Predicting Employee Attrition

In my previous work, I built and managed sales teams for a higher education tech firm. It was a fast-growing business, and my teams grew in both overall number and headcount per team as the company expanded. A big part of the role included partnering with Human Resources and Recruiting to plan, as best as we could, a strategy for managing my team headcounts. Hiring, onboarding and training new employees has high overhead costs, and with the rise in HR Analytics, firms are putting more resources into managing the data behind their employees. With all of this new data, can a firm build a model to predict employee attrition, and better distribute resources as a result?

Problem:

Given a set of employee data, can I build a model to predict employee attrition?

Data Sourcing & Cleaning

The data is sourced from Kaggle. It is a 'fictional' dataset, and while I do not know if there is a consensus on using fictional data sets, for this project, it suited my purposes well. It was created by the IBM Watson team for their HR Analytics function; it did not require much beyond basic cleaning, and I was able to focus more of my time on developing a model, which was the primary focus of this project.

The dataset has no missing values, and originally had 35 features which I reduced that number down to 28. One column was a unique identifier for each employee, so I dropped it from the dataset.
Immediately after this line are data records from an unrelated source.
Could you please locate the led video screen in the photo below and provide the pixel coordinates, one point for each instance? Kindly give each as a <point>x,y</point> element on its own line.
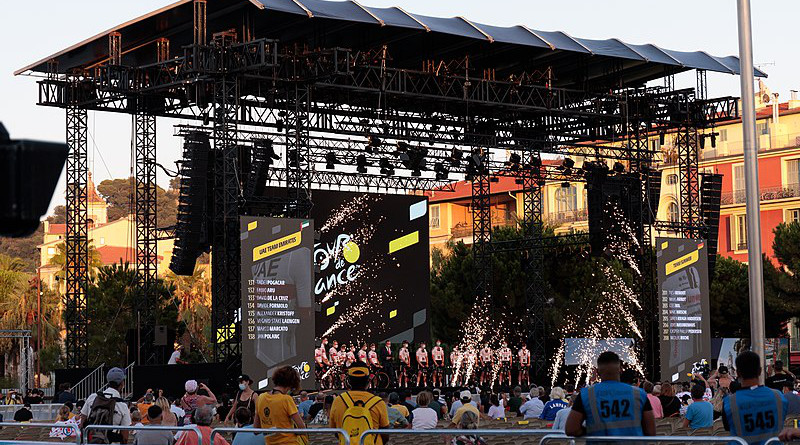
<point>372,261</point>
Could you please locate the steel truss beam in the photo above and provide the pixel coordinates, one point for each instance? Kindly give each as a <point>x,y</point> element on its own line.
<point>226,299</point>
<point>146,237</point>
<point>253,83</point>
<point>76,240</point>
<point>535,288</point>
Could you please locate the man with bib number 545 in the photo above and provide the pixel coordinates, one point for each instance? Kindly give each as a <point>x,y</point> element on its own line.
<point>755,413</point>
<point>611,408</point>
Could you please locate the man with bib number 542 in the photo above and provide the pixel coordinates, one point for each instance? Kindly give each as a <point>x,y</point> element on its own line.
<point>611,408</point>
<point>755,413</point>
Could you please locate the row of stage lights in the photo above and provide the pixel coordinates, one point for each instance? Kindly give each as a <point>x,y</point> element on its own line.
<point>414,159</point>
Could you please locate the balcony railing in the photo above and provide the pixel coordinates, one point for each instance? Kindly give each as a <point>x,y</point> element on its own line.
<point>464,230</point>
<point>568,216</point>
<point>767,194</point>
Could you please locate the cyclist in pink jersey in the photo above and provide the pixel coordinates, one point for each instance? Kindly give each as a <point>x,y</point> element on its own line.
<point>422,364</point>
Three columns had only one unique value through the column, so I removed them as well. Finally, there were four income-related columns, three of which lacked a clear definition. I decided to keep the well-defined column 'MonthlyIncome' and remove the rest. This left me with 28 features adn 1470 observations.

The target variable 'Attrition' contained 'Yes' and 'No' values, which I coded to be 'Yes' = 1 = employee left company and 'No' = 0 = employee stayed at company. Overtime was similarly coded to 'Yes' = 1 and 'No' = 0.
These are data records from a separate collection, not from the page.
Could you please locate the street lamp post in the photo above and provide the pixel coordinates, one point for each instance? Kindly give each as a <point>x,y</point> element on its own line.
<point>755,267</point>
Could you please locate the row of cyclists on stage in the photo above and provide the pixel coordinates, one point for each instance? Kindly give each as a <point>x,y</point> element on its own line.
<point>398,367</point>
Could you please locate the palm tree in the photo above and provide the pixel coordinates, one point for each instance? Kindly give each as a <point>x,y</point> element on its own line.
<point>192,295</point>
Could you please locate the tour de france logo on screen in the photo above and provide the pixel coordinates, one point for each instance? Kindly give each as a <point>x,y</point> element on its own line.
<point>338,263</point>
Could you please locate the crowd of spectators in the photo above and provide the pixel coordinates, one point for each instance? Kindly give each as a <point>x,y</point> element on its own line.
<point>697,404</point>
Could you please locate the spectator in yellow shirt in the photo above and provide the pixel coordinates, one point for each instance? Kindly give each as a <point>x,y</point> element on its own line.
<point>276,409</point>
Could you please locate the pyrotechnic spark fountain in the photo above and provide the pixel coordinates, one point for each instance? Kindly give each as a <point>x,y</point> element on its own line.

Of the 28 features, I had one target variable, five categorical features and 22 numerical features. Check the notebook for the full line-up.

Visualizing the Data

I wanted to use this project to improve my EDA and modelling abilities. To visualize the data, I used functions created by Rafa Castillo and adapted them to my data. Check them out in the notebook. Some of the more interesting observations follow below:

Sales Reps have the highest rate of attrition, but also have one of the lowest overall counts in the data set

Single employees have a much higher rate of attrition than married or divorced employees

Younger employees below the age of 30 tend to have a higher rate of attrition than employees over 30.
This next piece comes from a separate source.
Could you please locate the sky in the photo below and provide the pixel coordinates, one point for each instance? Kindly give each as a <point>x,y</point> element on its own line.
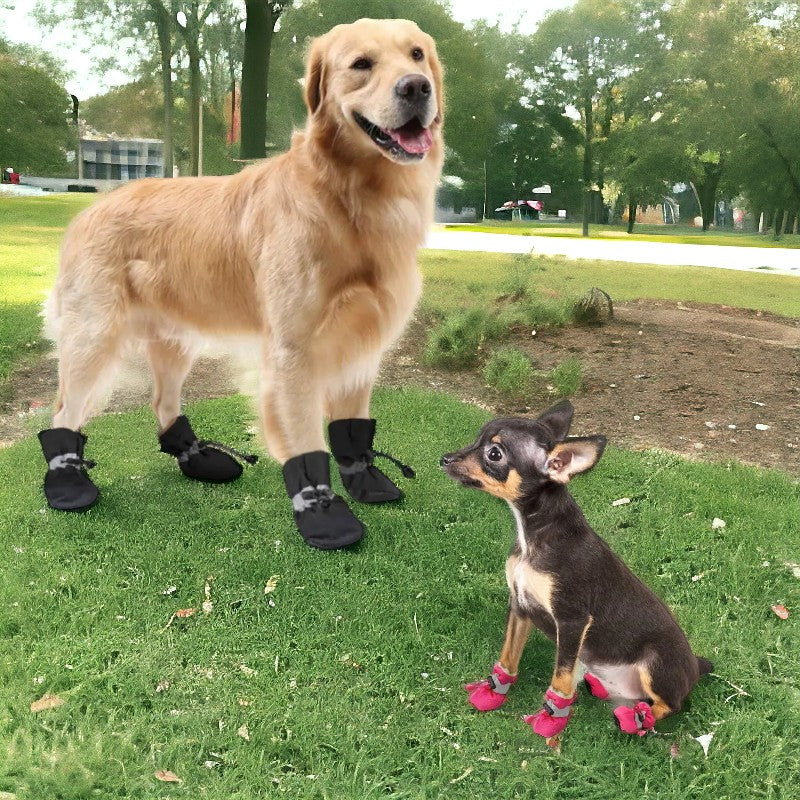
<point>17,25</point>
Employees with a longer commute tended to have a higher rate of attrition than employees with a shorter commute

Employees who lacked a stock option plan in their compensation tended to have a much higher attrition rate than those with a stock option plan

A good chunk of the features were designed to look like survey responses, e.g. rating one's job satisfaction on a 1 to 4 scale. Features with this characteristic had a predictable attrition rate distribution - the lower the 'survey response,' the higher the attrition rate.

For more of the visualizations, have a look at the notebook. If anything jumps out at you, let me know!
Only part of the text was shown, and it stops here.